After completing his degree in the spring of 2022, his first thought was to see what was open at the Oneida Indian Nation.

“Part of the reason why I wanted to come up here was to learn more about what it means to be Oneida,” he said. “If I really want to be as effective as I can be, I need to know who I am, and I felt like the youth programs coordinator position would help me connect with the community.”

Unable to embrace his heritage because of the immense obstacles that faced his ancestors, Donald always felt like he was missing something. He and his mother were proud of where they came from and grateful for the opportunities the Nation has given its Members – no matter where they lived.

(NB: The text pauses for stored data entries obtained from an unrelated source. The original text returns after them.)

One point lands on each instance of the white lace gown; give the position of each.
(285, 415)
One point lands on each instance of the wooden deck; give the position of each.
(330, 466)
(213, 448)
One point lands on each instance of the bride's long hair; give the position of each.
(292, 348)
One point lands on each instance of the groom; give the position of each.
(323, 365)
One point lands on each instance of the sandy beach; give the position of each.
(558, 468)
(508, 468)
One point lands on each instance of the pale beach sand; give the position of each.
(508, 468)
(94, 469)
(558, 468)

It’s a reality that many Nation Members can relate to. Over the decades and centuries of cruel policies that robbed Oneidas of much of their homelands, Members were forced to move away to make ends meet. Many still faced uphill economic battles as well that led to poor mental and physical health.

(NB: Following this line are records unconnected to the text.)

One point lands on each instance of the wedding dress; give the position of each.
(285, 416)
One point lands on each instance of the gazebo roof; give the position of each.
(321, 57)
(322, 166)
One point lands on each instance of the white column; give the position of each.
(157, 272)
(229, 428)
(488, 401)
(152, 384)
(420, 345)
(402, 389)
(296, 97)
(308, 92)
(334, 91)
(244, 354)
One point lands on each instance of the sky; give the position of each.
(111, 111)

“It’s always kind of weighed on her – not being able to connect to her culture,” he said. “That is why I came up here. I want to pay it forward for both of us and help enrich this community.”

Donald is excited to draw upon his mother’s experience as an elementary school teacher to make the youth programs more educational, in addition to promoting healthy habits in and out of the classroom. He knows firsthand how valuable a solid support system can be for kids.

His first assignment as the youth programs coordinator was running the popular Summer Jam program that gives kids in the community a place to go during the day to work on cultural projects and get in some physical activity.

“It was a great experience for me,” he said. “Now I can start focusing on how to make these programs even better. I’m grateful that I came here at the time that I did.”

Donald met with the Education and Recreation departments during the hiring process, which helped him get a clearer picture of the community and the Oneida Indian Nation as a whole. He said Lindsey also motivated him to explore continuing his education when he was ready to do so. Building off his educational, and now professional, experience, Donald hopes to pursue a law degree someday.

“I attended the ‘Pipeline into Law’ program to see if it’s something that might be a fit for me,” he said. “It’s a free six-week class, and it’s taught by some of the top law school recruiters, particularly those with strong American Indian law programs.”

It also has a strong alumni system, which will come in handy if he decides to go down that path. A high-ranked law school typically is able to connect students with high-quality jobs. He said working in the public sector might be another way to advance his dream of being an indigenous advocate. He hopes to attend the Pre-Law Summer Institute (PLSI) program for American Indians and Alaska Natives, which will be a great primer for law school.

But for now, Donald is happy to start his new beginning at the Nation.

“After talking with the people that worked here and being able to see their enthusiasm, I thought these are the kind of people I can work with,” he said. “I know we can make a difference.”